Implied Volatility Curves for BTC and ETHImplied Volatility Curves for BTC and ETH. Source: Deribit on X

This suggests that both Bitcoin and Ethereum markets anticipate movement into or post-expiry. Elsewhere, analysts at Greeks.live shed light on current market sentiment, citing a cautiously bearish outlook dominating investors’ perspective for Bitcoin.

Specifically, they suggest that most traders anticipate a retest of lower price levels around $84,000–$85,000. Bitcoin trading for $85,960 as of this writing indicates a potential downward move in the short term.

However, some traders observe that Bitcoin is stuck in a tight, range-bound trading pattern, implying limited volatility unless a breakout occurs.
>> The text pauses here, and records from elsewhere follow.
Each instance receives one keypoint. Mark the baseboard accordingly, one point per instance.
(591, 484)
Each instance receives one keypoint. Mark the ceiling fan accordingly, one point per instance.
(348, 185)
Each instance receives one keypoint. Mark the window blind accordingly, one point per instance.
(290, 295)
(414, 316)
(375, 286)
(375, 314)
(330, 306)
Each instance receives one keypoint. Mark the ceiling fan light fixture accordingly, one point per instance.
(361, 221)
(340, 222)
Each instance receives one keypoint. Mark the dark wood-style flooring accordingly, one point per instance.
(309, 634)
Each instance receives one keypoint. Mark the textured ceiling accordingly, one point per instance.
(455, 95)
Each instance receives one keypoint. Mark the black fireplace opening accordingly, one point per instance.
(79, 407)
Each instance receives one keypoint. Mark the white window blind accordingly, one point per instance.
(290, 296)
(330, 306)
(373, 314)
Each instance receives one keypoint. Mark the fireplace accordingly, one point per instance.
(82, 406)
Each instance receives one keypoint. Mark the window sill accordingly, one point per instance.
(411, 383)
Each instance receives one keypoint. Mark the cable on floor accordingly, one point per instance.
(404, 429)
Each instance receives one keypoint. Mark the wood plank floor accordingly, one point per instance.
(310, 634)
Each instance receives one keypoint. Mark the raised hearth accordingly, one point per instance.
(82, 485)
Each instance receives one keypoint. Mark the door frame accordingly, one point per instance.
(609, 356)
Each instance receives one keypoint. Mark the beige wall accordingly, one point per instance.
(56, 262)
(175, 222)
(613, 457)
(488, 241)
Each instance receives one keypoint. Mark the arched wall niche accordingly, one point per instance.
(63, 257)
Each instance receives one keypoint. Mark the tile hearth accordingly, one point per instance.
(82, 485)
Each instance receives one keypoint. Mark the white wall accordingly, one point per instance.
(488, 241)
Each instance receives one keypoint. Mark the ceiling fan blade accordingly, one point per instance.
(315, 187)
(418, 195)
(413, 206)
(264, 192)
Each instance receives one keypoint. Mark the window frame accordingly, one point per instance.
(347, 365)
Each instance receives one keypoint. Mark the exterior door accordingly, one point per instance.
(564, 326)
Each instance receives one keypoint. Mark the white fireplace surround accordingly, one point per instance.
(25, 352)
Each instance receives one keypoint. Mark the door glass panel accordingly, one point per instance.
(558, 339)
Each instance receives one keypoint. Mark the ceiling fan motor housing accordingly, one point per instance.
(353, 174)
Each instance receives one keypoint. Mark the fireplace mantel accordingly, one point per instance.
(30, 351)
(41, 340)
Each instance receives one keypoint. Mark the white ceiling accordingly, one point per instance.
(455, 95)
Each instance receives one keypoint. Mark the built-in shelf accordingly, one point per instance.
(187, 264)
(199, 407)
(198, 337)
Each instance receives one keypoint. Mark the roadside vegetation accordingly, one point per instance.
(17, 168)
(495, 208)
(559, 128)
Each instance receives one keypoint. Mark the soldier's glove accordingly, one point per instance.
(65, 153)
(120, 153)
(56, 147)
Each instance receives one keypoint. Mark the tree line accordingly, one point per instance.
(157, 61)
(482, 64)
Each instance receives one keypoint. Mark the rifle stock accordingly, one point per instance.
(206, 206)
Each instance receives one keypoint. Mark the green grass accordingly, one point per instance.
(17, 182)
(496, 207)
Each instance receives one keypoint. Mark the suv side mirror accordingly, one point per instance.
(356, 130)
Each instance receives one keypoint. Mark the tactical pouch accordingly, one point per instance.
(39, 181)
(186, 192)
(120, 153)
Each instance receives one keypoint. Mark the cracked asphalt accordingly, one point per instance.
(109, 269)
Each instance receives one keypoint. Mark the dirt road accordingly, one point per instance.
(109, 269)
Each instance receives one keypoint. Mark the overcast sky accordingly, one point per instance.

Against this backdrop, Greeks.live highlights key technical levels.

“Key resistance levels being watched are 88,400 where significant passive selling was observed, and potential support at 77,000 which one trader called the definite bottom,” the analysts wrote.  

Greeks.live analysts also observe that Implied Volatility is under pressure due to the quarterly delivery, noting significant deviations in the IV Mark. This suggests opportunities for traders to exploit these fluctuations through manual or automated strategies.

Disclaimer: For information purposes only. Past performance is not indicative of future results.